The politics of victimhood distracts us from the imperatives of addressing our moral squalor and cleansing our culture because it persists in pointing the finger at imaginary external enemies. When politicians lay the blame for our communal failings on the doorsteps of some other group, they distract us from the all-important task of scrutinizing their conduct in office. Raising the bogey of domination by some other group is a diversionary tactic. Nigerians are indeed victims but not of their fellow citizens of differing ethnicities and religions. They are victims of a pan-Nigerian confederacy of political pirates, which despite its occasional apparently sectional façade is of a resolutely national character. The politics of victimhood serves to divert our attentions from the true nature of this leviathan and erodes our capacity to discern its real character and confront it accordingly. The portrait of blame for the Nigerian condition, if it is to be true, must be painted with very broad-brush strokes. All of us are in some sense marginalized, all of us are legitimately aggrieved and above all, all of us have sinned against each other. In the often-contentious plurality of Nigeria today, no one group has a monopoly of just grievances or stands upon the moral high ground.

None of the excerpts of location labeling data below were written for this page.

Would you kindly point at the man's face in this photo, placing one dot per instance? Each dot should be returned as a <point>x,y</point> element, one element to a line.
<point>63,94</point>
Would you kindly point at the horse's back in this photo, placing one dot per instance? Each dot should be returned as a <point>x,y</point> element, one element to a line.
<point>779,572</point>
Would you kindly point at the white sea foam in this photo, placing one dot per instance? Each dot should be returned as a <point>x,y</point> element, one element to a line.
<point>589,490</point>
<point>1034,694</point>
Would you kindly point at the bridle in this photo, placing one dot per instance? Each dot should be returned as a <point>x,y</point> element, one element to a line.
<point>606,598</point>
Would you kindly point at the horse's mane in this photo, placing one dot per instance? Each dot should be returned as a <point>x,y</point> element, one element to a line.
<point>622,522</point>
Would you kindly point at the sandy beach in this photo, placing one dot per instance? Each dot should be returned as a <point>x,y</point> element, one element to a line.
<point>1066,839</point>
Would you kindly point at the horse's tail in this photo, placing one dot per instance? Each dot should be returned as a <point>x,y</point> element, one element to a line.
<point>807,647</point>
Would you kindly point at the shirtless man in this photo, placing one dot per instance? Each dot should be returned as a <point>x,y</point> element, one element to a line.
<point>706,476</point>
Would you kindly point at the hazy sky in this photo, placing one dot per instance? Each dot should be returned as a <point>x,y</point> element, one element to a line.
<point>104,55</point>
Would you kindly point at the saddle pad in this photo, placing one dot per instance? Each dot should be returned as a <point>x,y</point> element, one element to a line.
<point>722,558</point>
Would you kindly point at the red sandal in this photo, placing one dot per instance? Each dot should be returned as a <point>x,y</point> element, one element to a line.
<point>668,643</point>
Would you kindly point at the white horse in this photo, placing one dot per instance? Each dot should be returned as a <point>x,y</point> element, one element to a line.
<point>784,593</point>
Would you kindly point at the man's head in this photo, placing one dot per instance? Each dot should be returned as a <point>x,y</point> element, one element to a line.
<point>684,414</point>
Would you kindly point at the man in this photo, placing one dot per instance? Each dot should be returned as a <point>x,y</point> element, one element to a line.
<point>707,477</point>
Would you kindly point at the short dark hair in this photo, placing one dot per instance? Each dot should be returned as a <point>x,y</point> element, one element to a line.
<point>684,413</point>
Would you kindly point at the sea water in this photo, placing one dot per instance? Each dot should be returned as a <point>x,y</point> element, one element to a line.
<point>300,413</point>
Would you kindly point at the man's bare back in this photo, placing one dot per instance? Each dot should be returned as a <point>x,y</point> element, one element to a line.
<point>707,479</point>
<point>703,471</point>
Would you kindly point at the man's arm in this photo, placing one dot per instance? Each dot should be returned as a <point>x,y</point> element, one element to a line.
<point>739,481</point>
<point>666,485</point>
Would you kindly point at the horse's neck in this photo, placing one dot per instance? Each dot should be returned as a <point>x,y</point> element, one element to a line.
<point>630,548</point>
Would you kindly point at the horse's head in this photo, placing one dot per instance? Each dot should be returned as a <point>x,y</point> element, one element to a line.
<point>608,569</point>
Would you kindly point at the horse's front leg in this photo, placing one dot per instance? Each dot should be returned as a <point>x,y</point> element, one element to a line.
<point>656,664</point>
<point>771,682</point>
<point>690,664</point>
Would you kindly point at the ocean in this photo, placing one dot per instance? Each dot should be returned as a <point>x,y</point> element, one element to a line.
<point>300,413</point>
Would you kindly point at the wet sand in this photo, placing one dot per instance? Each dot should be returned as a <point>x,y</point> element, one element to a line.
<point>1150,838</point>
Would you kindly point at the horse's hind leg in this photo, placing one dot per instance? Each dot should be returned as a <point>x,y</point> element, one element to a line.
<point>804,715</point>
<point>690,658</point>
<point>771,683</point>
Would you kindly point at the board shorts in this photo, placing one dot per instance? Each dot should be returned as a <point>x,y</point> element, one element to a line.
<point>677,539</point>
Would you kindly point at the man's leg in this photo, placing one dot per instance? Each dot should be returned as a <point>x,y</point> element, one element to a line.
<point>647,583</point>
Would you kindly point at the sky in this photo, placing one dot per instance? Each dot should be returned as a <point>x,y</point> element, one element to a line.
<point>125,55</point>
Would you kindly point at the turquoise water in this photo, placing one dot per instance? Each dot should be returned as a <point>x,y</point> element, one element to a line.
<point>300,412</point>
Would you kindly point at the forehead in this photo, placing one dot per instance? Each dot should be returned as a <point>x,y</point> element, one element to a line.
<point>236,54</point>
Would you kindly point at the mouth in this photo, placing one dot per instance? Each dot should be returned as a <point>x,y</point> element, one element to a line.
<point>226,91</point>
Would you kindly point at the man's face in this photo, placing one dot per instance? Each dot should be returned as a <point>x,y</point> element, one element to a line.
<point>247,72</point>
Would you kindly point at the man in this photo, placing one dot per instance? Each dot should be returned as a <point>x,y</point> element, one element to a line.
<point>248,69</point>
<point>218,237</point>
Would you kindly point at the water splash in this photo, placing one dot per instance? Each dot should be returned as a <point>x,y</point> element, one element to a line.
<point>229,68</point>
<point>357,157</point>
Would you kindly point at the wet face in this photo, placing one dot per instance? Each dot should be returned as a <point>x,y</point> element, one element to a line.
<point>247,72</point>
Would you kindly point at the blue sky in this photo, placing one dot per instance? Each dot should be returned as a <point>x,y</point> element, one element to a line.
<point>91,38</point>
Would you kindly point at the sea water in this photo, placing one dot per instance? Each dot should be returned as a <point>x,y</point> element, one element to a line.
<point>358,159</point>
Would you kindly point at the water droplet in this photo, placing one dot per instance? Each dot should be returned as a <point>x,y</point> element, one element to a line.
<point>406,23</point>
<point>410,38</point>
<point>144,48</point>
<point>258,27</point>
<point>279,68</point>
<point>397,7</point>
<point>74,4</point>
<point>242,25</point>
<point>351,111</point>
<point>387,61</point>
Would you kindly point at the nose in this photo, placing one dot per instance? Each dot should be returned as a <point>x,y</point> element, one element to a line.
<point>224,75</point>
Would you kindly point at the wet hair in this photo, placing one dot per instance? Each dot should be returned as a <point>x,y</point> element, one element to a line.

The politics of victimhood has failed because it is manifestly not about improving the material condition of the Nigerian people. It is about elites using the legitimate grievances of the poor to negotiate power and privilege for themselves. The rancid poetry of marginalization prevents us from noticing that even as we dance to the drums of sectarian disharmony, a fate of dispossession, hopelessness and indignity has been foisted on Nigerians, binding them with chains of a common victimhood from Talata Mafara to Brass, Shendam to Abakiliki, and Sagamu to Garkida. The task of reformist intellectuals, politicians and activists in this generation is to highlight the civic solidarity latent in our shared victimhood. Much more has always bound us together than divided us. In our common victimization, we can surely realize a solidarity that serves as a basis for organizing redemptive social and political action.